Coyote Springs bill signed by Nevada governor

CARSON CITY, Nev. (AP) -- A general improvement district bill sought by Lincoln County commissioners but labeled by critics as help for an influential developer and lobbyist was signed into law Wednesday by Gov. Kenny Guinn.

AB136 creates the district in an area about 50 miles north of Las Vegas, where Harvey Whittemore is planning a 42,000-acre golf course and community.

The new law was described by advocates as a move to help implement "multi-species habitat preservation plans" required under federal law.

Critics said it also could preserve Whittemore's efforts for water rights he needs to develop Coyote Springs, and give him a way around environmental rules that could have obstructed the development. Whittemore said the claims were unwarranted.

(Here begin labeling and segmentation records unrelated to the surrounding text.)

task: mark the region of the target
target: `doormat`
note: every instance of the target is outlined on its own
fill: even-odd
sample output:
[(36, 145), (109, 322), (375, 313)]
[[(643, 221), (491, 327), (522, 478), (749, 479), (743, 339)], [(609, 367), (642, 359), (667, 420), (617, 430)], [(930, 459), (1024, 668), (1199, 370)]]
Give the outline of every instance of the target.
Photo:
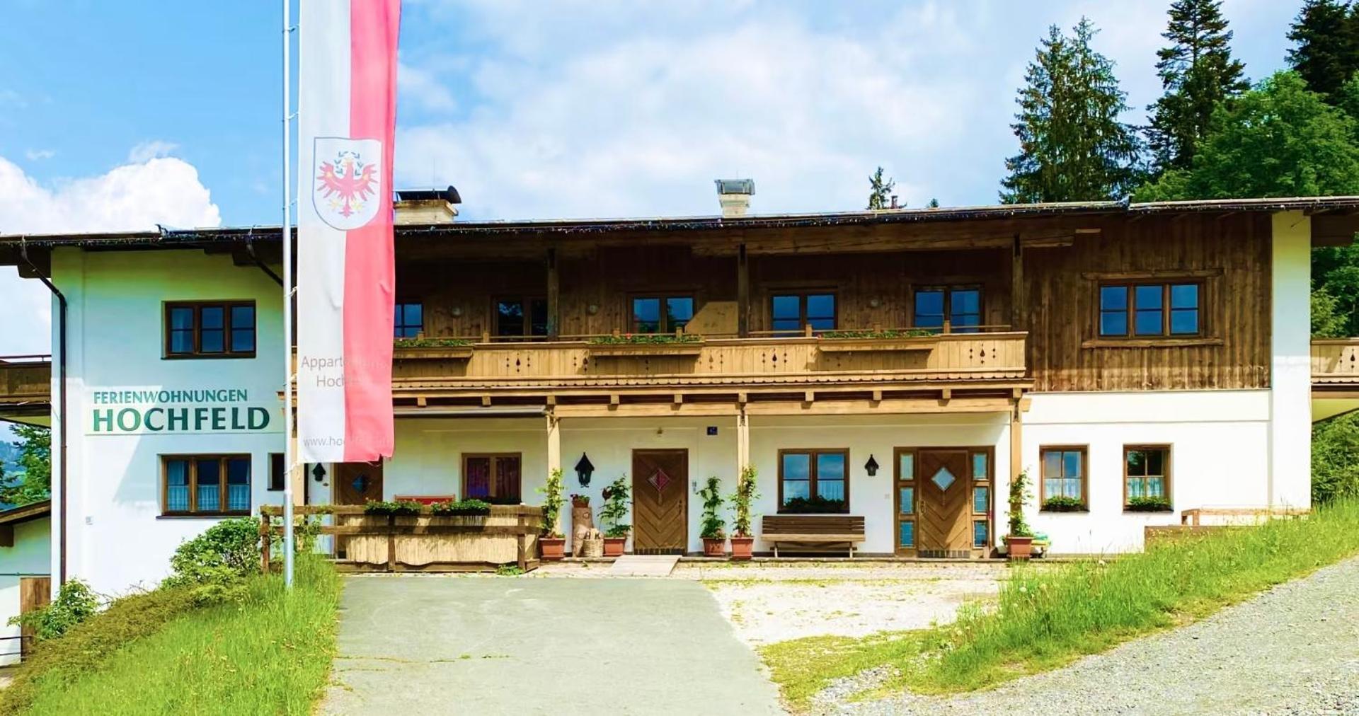
[(678, 561), (678, 554), (624, 554), (609, 567), (609, 576), (667, 577)]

During legislative debate, Assemblywoman Peggy Pierce, D-Las Vegas, said she didn't believe the measure was brought on behalf of the Lincoln commissioners. She said it would help the developer of Coyote Springs, which she dubbed "bad urban planning that will take substantial infrastructure" to build.

Environmentalists also have complained the development would take habitat space from the endangered desert tortoise and could impact the habitats of other species.

Whittemore's plan to build 50,000 homes would require 16,000 acre-feet of water. He has already acquired 6,100 acre-feet, but has been battling the Las Vegas Valley Water District and the state engineer to acquire more.

Guinn also signed:

--AB156, which reinstates the plea of "not guilty by reason of insanity" in criminal cases. Lawmakers removed the plea in 1995 at the request of prosecutors, replacing it with a plea of "guilty but mentally ill." But in 2001 the Nevada Supreme Court ruled that the move violated the United States and Nevada constitutions. The new law also establishes guidelines for detaining and treating people acquitted because they're mentally ill.

--AB236, which gives the state Office of Consumer Health Assistance the ability to collect information on alternative programs from drug companies and give it to Nevadans in need of free or discounted prescription drugs. Proponents said many companies give prescription drugs to people who can't afford them, but most people don't know about the "compassionate care programs."